Ja, er is een glazen plafond en ja, organisaties doen het beter als er ook vrouwen in de top zitten. Maar een quotum opleggen aan organisaties? Daarover was de zaal verdeeld tijdens het debat ‘Vrouwen aan de top’ op maandag 8 maart aan de EUR.

Het komt niet vanzelf: meer vrouwen in de top van organisaties, zegt collegevoorzitter Pauline van der Meer Mohr, panellid tijdens de discussie op Internationale Vrouwendag.
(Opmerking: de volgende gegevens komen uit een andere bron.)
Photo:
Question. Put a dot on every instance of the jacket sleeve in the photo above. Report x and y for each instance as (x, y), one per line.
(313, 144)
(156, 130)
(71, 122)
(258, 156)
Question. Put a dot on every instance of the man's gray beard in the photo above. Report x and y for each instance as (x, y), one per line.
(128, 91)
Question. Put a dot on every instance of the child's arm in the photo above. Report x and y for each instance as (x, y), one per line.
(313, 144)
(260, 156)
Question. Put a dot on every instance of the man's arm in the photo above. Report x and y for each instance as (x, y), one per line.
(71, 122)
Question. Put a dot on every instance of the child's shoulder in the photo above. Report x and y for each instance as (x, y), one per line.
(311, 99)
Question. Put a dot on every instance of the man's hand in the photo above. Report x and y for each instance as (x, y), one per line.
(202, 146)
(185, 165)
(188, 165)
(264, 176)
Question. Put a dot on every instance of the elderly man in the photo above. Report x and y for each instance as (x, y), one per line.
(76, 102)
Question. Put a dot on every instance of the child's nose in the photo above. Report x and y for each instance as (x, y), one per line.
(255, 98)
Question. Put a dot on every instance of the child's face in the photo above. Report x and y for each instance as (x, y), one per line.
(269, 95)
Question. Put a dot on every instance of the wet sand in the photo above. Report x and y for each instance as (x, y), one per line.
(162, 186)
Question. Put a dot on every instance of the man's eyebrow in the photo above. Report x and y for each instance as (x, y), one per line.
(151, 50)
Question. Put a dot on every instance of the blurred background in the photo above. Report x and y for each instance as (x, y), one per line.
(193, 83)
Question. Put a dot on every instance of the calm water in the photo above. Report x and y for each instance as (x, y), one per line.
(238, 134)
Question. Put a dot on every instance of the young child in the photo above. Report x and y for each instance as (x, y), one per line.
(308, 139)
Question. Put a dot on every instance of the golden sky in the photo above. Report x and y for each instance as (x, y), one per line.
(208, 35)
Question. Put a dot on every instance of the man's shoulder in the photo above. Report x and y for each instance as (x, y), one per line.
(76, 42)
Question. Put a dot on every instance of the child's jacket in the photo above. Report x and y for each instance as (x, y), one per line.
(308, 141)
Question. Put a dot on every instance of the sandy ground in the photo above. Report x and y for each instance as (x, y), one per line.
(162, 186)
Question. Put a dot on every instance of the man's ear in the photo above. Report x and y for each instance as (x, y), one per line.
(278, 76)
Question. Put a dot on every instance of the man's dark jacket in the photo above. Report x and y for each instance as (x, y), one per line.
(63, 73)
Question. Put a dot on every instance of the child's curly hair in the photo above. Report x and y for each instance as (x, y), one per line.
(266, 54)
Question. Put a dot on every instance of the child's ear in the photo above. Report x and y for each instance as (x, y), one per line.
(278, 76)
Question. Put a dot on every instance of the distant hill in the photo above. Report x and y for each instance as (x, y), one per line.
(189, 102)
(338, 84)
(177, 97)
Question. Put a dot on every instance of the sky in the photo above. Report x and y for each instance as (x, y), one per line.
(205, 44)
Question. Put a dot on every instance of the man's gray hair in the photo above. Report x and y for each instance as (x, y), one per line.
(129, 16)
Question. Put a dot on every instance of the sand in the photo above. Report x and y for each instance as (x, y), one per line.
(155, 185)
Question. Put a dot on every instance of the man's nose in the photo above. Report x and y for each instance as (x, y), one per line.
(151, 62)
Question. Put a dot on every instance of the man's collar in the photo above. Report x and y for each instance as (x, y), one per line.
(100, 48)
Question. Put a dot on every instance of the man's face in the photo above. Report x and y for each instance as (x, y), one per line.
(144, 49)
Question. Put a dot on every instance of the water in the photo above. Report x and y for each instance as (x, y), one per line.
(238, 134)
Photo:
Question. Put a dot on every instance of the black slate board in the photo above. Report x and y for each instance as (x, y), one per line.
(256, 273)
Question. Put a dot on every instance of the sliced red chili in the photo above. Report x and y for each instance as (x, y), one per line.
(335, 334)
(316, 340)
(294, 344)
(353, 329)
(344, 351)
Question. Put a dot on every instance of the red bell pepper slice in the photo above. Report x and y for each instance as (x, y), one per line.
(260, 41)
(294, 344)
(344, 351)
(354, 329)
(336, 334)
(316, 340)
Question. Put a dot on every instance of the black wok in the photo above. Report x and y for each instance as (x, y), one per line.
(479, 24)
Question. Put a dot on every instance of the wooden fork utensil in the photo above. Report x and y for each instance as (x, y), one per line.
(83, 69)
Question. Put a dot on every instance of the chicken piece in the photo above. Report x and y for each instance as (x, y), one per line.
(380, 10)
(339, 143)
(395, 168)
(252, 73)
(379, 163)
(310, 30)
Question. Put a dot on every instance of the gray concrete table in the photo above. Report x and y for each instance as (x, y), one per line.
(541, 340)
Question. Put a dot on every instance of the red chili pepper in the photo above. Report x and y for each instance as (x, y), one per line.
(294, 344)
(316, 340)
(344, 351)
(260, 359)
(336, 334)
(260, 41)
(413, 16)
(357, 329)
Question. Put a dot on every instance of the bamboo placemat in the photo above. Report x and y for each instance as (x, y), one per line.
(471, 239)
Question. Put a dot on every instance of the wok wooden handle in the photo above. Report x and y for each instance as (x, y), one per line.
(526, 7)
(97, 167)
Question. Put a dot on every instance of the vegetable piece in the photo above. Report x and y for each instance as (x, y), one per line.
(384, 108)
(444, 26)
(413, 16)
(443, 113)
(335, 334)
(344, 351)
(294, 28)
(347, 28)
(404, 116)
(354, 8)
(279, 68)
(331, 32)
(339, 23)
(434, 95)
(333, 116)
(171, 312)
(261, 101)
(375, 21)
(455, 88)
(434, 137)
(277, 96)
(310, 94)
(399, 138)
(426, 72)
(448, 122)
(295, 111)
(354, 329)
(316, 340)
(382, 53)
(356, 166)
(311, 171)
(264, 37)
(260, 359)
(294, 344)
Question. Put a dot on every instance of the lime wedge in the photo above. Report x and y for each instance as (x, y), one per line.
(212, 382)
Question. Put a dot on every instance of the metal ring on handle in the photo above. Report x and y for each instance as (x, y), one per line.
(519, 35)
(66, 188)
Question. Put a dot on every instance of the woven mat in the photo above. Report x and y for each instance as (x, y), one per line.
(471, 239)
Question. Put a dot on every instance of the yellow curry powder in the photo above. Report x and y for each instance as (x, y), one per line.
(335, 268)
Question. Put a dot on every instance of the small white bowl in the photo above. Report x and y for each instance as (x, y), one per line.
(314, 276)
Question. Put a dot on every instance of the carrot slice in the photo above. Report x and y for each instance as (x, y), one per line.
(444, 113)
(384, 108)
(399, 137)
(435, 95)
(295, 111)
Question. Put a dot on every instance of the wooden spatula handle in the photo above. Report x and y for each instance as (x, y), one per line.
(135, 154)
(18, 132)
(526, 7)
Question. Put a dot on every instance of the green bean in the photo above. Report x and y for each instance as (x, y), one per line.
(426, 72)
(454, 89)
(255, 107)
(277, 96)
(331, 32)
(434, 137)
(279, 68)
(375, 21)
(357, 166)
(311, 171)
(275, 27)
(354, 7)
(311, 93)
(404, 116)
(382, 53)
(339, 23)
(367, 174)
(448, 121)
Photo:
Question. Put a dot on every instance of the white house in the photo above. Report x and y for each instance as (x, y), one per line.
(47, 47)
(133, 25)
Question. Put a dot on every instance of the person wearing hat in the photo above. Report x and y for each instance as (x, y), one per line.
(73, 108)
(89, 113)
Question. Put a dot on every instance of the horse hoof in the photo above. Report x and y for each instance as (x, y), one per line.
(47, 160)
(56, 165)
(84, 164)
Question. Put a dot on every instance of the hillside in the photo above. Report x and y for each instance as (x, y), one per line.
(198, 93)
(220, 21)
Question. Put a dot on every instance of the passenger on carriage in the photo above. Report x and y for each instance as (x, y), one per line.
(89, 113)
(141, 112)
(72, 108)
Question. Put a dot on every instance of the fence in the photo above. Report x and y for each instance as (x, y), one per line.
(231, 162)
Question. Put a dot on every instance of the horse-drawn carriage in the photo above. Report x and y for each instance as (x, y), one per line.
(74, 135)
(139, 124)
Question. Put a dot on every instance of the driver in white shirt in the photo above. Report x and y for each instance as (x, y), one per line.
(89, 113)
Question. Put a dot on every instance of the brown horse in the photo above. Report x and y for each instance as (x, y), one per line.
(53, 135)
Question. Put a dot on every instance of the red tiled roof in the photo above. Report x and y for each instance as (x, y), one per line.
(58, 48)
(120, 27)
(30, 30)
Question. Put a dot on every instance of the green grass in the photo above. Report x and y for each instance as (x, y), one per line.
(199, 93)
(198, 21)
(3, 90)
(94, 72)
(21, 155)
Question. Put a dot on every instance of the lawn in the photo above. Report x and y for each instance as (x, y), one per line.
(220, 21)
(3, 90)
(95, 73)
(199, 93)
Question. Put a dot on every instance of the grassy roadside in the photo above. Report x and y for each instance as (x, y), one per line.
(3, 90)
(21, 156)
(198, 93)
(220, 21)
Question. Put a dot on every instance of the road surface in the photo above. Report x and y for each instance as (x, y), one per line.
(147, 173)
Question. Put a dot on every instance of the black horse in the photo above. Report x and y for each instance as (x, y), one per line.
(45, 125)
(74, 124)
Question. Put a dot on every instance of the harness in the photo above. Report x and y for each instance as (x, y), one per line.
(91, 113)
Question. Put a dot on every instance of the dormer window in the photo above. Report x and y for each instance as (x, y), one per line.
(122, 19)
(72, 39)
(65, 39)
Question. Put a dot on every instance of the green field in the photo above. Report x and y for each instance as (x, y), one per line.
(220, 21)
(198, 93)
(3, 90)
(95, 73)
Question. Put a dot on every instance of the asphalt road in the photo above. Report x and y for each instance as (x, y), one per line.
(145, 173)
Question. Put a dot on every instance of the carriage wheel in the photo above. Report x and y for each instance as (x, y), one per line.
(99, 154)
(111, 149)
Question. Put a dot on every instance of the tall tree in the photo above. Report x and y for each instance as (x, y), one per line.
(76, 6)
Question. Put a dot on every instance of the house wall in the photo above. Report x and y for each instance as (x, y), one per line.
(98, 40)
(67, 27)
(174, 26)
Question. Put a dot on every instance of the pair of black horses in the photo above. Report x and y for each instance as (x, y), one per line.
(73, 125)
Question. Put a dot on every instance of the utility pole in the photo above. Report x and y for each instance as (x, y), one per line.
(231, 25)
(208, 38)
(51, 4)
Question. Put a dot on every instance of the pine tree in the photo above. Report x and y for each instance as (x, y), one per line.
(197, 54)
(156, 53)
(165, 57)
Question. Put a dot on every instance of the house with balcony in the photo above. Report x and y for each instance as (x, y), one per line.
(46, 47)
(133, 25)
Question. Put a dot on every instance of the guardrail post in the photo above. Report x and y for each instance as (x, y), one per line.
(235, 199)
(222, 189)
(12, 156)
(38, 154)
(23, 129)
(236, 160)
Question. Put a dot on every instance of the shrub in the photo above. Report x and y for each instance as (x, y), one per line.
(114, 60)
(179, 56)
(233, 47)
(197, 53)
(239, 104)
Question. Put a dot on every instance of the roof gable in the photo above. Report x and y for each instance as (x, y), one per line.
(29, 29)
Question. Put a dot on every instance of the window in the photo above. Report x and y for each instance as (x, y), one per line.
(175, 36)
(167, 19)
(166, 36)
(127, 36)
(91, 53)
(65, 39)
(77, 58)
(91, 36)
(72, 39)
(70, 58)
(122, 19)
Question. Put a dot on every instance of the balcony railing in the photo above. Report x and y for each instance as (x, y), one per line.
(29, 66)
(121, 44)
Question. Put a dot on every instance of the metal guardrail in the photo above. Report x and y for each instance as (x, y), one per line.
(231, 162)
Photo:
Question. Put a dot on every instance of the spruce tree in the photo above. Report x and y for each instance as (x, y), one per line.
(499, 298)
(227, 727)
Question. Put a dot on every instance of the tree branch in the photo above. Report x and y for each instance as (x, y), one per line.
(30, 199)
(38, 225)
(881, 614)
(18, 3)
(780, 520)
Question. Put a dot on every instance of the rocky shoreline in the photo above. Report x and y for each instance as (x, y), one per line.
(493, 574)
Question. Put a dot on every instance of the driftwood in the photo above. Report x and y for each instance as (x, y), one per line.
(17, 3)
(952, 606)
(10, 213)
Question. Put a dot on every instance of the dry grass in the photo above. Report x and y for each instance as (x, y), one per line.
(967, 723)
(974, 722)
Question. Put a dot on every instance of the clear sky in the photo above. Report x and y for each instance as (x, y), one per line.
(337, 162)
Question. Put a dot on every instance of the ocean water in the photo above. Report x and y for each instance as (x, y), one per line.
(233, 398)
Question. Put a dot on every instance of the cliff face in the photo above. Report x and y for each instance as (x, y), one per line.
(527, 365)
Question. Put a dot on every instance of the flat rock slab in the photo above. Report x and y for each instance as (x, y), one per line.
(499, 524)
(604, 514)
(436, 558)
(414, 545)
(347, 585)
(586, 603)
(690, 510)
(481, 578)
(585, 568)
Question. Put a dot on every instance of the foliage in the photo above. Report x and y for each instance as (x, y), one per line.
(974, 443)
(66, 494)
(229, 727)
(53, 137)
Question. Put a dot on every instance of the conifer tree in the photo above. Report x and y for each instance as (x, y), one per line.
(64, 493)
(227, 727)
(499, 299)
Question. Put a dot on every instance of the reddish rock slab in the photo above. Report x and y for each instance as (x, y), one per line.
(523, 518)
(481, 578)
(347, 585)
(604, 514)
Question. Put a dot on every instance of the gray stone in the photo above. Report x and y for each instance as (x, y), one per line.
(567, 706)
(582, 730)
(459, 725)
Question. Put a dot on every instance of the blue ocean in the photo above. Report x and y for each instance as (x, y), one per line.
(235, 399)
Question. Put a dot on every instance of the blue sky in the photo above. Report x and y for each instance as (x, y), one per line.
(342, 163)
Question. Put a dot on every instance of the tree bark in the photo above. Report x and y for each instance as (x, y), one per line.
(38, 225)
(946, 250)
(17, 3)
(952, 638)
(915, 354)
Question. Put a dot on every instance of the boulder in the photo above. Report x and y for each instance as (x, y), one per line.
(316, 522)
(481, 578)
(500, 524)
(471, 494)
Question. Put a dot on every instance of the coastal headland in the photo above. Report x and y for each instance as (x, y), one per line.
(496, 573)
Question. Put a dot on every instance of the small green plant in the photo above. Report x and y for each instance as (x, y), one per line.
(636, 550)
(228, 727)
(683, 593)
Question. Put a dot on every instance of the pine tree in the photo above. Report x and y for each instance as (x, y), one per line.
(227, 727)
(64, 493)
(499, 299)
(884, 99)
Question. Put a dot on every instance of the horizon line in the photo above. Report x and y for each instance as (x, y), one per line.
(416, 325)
Medepanellid en promovenda bij de economische faculteit, Heleen Mees, stemt hier mee in: “Toen ik twintig jaar geleden economie studeerde in Groningen, was 40 procent van de studenten vrouw; ik zie ze nu nergens terug.”

Stellinga, Van den Brink, Mees, Van der Meer Mohr

Quotum

Toch maar een verplicht quotum voor organisaties? Marike Stellinga, chef-economie bij weekblad Elsevier en auteur van het boek De mythe van het glazen plafond, is daar mordicus tegen. “De groep vrouwen waaruit je iemand voor een topfunctie kan kiezen, is veel kleiner dan de groep mannen, dus die mannen hebben dan minder kans op een topfunctie; dat is ook discriminatie.”

Academische wereld

Ook Marieke van den Brink, die aan de Radboud Universiteit Nijmegen promoveerde op het benoemingsbeleid van hoogleraren, zet kanttekeningen bij een quotum: “In de academische wereld is men al zolang bezig om meer vrouwelijke hoogleraren te krijgen, maar de regels die er zijn worden niet gehandhaafd.” Van der Meer Mohr voegt daaraan toe dat ze daarom bij elk overleg met de decanen van de EUR-faculteiten hamert op de benoeming van vrouwen, maar geen voorstander is van een hard quotum.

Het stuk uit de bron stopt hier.